PRSA Houston Monthly Chapter Meeting
SERENA EHRLICH, DIRECTOR OF SOCIAL AND EVOLVING MEDIA, BUSINESS WIRE
In the last 25 years, Serena Ehrlich has worked to provide guidance on investor relations, public relations and overall consumer behavior relations trends. Ehrlich started her career in advertising, where she developed an understanding of branding from a large-scale perspective, but she credits her 17 years in the newswire industry for placing her at the forefront of the technical, sociological and influential revolution changing the face of today’s customer communications.
Prior to rejoining Business Wire in 2013, Ehrlich designed and implemented successful local, national and international social, mobile and traditional marketing campaigns for brands including Kraft, Kohl’s, Avon, Mattel, Mogreet and more. A ’91 graduate of Brandeis University with a B.A. in History, Ehrlich was named one of the 2013 Top 25 Women in Mobile to Watch by Mobile Marketer. Follow her on Twitter at @serena.
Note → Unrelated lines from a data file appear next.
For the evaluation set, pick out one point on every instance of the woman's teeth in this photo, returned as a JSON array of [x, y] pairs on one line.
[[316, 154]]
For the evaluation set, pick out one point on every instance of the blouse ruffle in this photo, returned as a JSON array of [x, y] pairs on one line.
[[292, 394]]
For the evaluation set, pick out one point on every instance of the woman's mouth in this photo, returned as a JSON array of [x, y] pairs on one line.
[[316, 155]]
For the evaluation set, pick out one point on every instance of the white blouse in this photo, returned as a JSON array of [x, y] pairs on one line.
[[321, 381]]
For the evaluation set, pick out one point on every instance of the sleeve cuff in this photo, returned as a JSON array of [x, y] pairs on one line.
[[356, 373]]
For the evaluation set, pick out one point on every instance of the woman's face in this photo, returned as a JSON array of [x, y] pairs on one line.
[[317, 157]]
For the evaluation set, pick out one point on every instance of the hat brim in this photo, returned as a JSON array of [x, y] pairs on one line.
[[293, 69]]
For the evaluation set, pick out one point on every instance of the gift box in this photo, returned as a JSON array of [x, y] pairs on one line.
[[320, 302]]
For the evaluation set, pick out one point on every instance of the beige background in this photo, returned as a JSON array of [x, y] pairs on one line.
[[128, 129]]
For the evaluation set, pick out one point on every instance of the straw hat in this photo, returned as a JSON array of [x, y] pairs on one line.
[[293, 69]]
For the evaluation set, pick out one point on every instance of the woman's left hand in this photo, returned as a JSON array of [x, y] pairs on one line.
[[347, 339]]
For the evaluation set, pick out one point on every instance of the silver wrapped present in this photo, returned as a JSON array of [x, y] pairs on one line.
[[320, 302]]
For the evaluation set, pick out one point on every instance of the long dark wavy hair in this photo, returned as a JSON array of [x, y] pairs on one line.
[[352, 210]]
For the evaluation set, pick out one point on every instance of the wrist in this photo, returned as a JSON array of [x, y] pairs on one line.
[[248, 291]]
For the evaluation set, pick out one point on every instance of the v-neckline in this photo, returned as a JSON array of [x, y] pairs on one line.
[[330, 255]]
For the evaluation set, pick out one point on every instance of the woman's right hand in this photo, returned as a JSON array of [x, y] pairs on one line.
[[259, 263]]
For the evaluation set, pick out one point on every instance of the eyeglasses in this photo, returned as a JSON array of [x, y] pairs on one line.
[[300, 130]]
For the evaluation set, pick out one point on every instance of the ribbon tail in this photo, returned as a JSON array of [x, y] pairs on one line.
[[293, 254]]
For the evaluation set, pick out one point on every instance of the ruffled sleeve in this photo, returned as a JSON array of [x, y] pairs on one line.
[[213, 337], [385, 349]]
PR AND INFLUENCER MARKETING: PLAYING NICE IN THE SANDBOX
Nowadays, it isn't just bloggers you need to reach; it’s Twitter stars, Pinterest mavens and Instagrammers with thousands of followers. This new breed of "influencer" is changing the world of public relations. Join us Wednesday, February 1, 2017, as Serena Ehrlich, Business Wire’s Director of Social and Evolving Media, discusses why PR pros need to get past the paid content discussion and move to the driver's seat in influencer marketing.
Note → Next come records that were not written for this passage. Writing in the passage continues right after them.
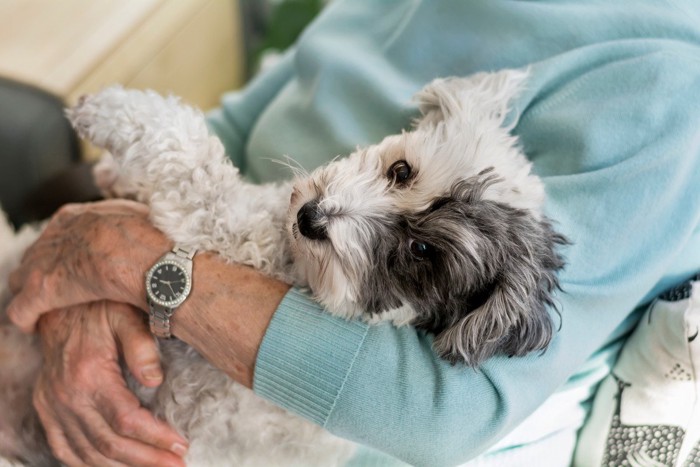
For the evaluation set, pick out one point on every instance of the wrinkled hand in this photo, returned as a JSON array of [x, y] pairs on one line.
[[88, 252], [89, 414]]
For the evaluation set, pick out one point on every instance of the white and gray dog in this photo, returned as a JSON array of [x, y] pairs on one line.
[[440, 227]]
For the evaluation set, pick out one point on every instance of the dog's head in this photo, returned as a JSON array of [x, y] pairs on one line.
[[441, 224]]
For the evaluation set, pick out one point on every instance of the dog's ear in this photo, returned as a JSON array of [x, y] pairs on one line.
[[510, 312], [479, 96]]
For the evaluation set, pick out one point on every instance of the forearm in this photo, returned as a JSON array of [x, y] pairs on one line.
[[228, 300]]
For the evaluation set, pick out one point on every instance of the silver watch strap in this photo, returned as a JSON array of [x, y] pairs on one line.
[[183, 253], [159, 316], [159, 321]]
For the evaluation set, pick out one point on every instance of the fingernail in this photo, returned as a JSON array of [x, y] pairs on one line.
[[179, 449], [152, 373]]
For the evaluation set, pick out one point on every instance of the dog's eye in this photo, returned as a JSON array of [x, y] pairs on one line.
[[420, 250], [399, 172]]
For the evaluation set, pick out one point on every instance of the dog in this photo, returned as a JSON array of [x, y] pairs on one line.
[[439, 227]]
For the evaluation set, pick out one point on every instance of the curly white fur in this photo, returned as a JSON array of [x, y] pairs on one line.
[[361, 261]]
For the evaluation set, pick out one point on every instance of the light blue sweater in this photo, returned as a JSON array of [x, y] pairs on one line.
[[611, 121]]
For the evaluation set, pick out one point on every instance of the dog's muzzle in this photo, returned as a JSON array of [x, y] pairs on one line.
[[309, 221]]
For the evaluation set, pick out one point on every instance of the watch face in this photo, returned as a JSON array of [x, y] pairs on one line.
[[168, 284]]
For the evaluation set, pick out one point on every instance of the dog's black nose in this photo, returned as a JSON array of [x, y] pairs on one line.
[[308, 221]]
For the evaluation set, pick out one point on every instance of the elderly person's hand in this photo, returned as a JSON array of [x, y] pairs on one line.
[[88, 252], [89, 414]]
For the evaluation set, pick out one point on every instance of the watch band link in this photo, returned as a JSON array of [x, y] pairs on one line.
[[159, 321]]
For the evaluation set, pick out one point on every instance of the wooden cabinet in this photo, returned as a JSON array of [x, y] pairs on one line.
[[192, 48]]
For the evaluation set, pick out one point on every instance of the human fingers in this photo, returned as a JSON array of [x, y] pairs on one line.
[[67, 443], [120, 446], [137, 344]]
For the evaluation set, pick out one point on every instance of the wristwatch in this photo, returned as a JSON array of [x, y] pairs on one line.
[[168, 283]]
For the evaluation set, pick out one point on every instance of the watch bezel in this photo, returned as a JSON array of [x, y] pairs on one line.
[[185, 292]]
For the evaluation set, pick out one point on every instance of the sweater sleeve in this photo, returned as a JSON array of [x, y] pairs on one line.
[[613, 133], [239, 110]]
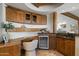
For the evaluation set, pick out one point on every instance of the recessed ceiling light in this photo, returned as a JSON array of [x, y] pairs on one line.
[[63, 10], [73, 7]]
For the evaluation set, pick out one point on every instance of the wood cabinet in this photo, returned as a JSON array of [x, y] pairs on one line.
[[60, 45], [14, 15], [66, 46], [69, 47], [39, 19], [44, 20], [11, 14], [52, 42], [10, 49], [27, 18], [19, 16]]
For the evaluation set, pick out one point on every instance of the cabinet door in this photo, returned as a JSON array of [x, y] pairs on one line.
[[10, 14], [69, 47], [39, 19], [20, 16], [34, 19], [58, 44], [52, 42], [28, 17], [62, 45], [44, 20]]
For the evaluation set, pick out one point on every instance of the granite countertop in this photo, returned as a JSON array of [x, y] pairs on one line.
[[10, 43]]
Identifying and Activating Influencers - 5 Takeaways from Business Wire’s Serena Ehrlich as we look at the role of influencers in the PR and marketing program.
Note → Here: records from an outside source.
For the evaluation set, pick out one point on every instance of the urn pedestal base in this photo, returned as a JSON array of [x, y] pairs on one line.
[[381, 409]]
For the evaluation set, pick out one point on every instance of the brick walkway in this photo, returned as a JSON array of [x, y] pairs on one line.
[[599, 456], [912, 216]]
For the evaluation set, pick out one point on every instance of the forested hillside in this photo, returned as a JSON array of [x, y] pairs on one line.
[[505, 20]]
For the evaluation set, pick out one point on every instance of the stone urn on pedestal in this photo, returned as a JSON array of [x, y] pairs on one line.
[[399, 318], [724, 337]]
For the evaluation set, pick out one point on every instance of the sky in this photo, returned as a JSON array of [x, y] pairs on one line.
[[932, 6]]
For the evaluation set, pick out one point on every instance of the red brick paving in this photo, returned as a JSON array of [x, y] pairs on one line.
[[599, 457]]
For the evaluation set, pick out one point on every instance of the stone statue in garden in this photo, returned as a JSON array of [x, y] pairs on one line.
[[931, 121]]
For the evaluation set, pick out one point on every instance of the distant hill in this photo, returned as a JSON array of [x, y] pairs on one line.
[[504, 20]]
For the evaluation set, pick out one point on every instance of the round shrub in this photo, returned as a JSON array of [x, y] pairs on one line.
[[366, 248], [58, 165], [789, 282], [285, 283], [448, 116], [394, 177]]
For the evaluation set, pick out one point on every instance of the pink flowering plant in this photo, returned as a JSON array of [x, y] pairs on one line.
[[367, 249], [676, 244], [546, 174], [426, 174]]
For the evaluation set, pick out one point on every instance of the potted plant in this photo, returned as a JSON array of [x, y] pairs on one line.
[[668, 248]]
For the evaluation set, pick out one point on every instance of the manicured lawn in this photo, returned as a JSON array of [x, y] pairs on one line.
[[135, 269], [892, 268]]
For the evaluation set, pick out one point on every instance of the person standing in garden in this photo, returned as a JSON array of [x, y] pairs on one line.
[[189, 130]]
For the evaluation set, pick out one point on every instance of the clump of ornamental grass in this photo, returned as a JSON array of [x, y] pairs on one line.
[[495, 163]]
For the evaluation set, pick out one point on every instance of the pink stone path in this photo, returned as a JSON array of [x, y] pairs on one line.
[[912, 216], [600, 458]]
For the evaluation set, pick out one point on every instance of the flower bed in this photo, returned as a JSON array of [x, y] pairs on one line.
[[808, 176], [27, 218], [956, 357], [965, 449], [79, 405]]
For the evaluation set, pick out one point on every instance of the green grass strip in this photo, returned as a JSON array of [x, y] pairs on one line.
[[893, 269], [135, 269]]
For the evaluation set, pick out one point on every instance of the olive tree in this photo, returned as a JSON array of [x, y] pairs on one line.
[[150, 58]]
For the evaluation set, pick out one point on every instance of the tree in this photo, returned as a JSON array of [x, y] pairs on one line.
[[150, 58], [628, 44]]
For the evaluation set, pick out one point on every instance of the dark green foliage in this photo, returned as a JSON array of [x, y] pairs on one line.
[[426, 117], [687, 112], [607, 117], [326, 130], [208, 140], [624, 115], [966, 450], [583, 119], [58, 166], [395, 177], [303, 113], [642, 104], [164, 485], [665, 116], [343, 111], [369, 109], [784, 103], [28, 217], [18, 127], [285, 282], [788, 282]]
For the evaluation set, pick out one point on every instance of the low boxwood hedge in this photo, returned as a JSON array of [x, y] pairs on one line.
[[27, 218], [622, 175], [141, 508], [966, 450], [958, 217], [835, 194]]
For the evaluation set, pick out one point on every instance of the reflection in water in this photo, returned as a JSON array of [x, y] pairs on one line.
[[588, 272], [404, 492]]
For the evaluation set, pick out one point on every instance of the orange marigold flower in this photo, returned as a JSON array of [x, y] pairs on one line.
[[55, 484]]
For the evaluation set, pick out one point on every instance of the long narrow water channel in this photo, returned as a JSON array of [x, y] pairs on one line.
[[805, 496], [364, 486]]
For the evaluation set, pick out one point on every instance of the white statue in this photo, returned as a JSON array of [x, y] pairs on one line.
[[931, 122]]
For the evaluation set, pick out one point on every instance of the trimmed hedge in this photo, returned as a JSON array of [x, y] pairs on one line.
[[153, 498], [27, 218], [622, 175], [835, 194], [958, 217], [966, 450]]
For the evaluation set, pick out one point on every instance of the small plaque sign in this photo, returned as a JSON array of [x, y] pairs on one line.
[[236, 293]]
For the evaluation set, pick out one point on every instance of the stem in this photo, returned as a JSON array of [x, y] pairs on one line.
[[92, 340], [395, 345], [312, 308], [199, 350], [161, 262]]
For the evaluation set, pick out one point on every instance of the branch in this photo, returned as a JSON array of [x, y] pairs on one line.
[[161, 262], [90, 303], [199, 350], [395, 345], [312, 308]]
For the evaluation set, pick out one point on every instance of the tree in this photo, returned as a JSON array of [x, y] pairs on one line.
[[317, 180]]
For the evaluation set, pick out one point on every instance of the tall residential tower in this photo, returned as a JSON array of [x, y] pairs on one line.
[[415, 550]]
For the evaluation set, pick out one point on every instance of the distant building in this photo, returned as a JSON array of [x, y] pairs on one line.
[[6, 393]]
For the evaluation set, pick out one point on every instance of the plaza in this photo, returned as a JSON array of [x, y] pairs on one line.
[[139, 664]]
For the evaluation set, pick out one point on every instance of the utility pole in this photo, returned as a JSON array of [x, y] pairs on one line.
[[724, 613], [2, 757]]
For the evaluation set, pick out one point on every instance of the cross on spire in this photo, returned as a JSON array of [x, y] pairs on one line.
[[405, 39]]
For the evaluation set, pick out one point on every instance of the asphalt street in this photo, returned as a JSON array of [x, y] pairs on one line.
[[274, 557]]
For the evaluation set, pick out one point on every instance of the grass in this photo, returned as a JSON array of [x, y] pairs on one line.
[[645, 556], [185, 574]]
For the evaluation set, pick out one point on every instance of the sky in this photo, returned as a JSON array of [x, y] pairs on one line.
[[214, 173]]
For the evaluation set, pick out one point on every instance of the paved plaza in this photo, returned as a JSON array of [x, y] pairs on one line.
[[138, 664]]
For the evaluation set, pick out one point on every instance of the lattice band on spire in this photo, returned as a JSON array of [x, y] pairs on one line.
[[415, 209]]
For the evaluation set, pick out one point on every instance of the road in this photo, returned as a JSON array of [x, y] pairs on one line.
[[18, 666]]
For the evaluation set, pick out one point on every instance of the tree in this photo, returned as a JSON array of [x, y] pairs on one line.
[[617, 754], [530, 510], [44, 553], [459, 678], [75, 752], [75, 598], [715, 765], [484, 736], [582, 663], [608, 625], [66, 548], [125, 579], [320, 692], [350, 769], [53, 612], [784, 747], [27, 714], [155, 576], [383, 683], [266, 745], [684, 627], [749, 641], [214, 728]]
1. Be realistic. Be honest about who your existing and desired, aspirational audience are. Too much emphasis on the brand you want to be vs. the brand you are will lead to failed influencer programming.
2. Be your influencer. One of the biggest misconceptions is that a company must go outside their own walls to find influencers. A strong employee advocacy program can be extremely beneficial and much less costly to implement.
3. Be broad. Identify all the different audiences of your product and find influencers for each one. Rather than focus on one influencer, consider what motivates each of your audience segments and find an influencer to match each one. This allows you to reach an overall wider audience, each motivated by something different.
4. Be varied. Visual fluency is at an all-time high but smart brands create content in all formats. Ask influencers to share your information in the format that best fits their channel. Create text, visual, video and interactive content to ensure your customer can choose the format they prefer to learn in.
5. Be realistic. Influencer marketing is now considered pay-for-play programming. Clarify your business goals, and use that to determine what is expected of each influencer, how you will track the output to you goal and plan to compensate appropriately.